DGtal  1.5.beta
Set operations on arbitrary containers
Author(s) of this documentation:
Jacques-Olivier Lachaud
Since
0.9.1

Part of the Base package.

This part of the manual describes how to perform set operations (union, intersection, difference, symmetric difference) on arbitrary containers.

The following programs are related to this documentation: testSetFunctions.cpp

Motivation for a common framework for set operations

The STL library provides algorithm for performing set operations (std::set_union, std::set_intersection, std::set_difference, std::set_symmetric_difference). These algorithms are generic given iterators on an ordered range and an output iterator. So, in circumstances where you have two sorted vectors with unique elements, you could/should use directly STL set operations. You could also do this when you have two sets.

However, there are several cases when you cannot use them straightforwardly:

  • if you wish to assign the result to one of the input set, you must use a temporary container.
  • if your set is represented with some unordered_set variant, you must build intermediate vectors.
  • if you wish to perform set operations on keys of datas stored in two maps, you have also to specify the comparison operator.
  • if you are in templated class where the Container type is generic (could be a set or unordered_set for instance) then your code must be adapted to each variant.
  • the syntax is heavier than just using binary operators |, &, -, ^ or |=, &=, -=, ^=.
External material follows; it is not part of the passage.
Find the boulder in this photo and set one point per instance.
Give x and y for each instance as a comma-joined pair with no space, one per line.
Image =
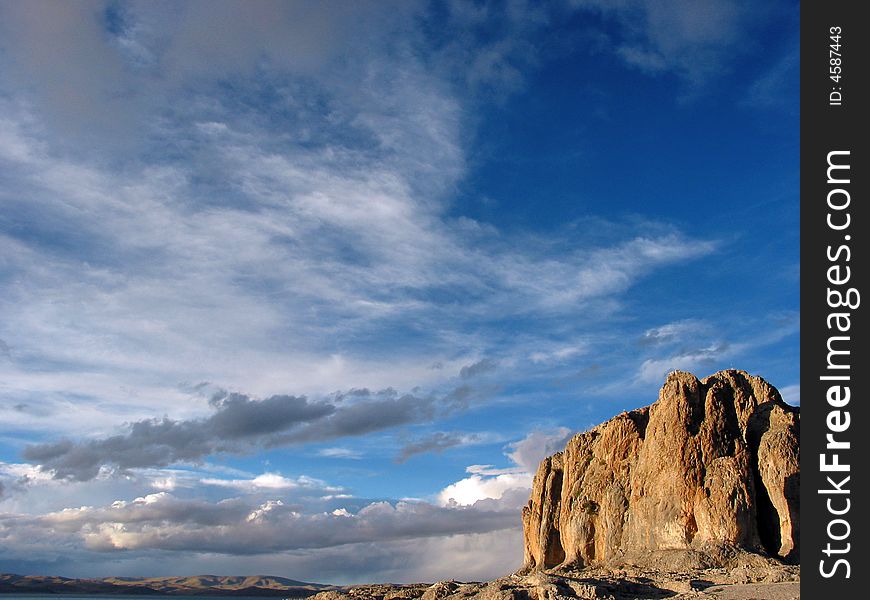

Therefore we propose functions to perform set operations on arbitrary containers. At compile time, the compiler chooses the most adequate way to compute the set operations, depending on the container type. It uses the traits class ContainerTraits to determine the type of container and to select the appropriate code. For the user, this is totally transparent, at least when he uses the binary operators |, &, -, ^ or |=, &=, -=, ^=.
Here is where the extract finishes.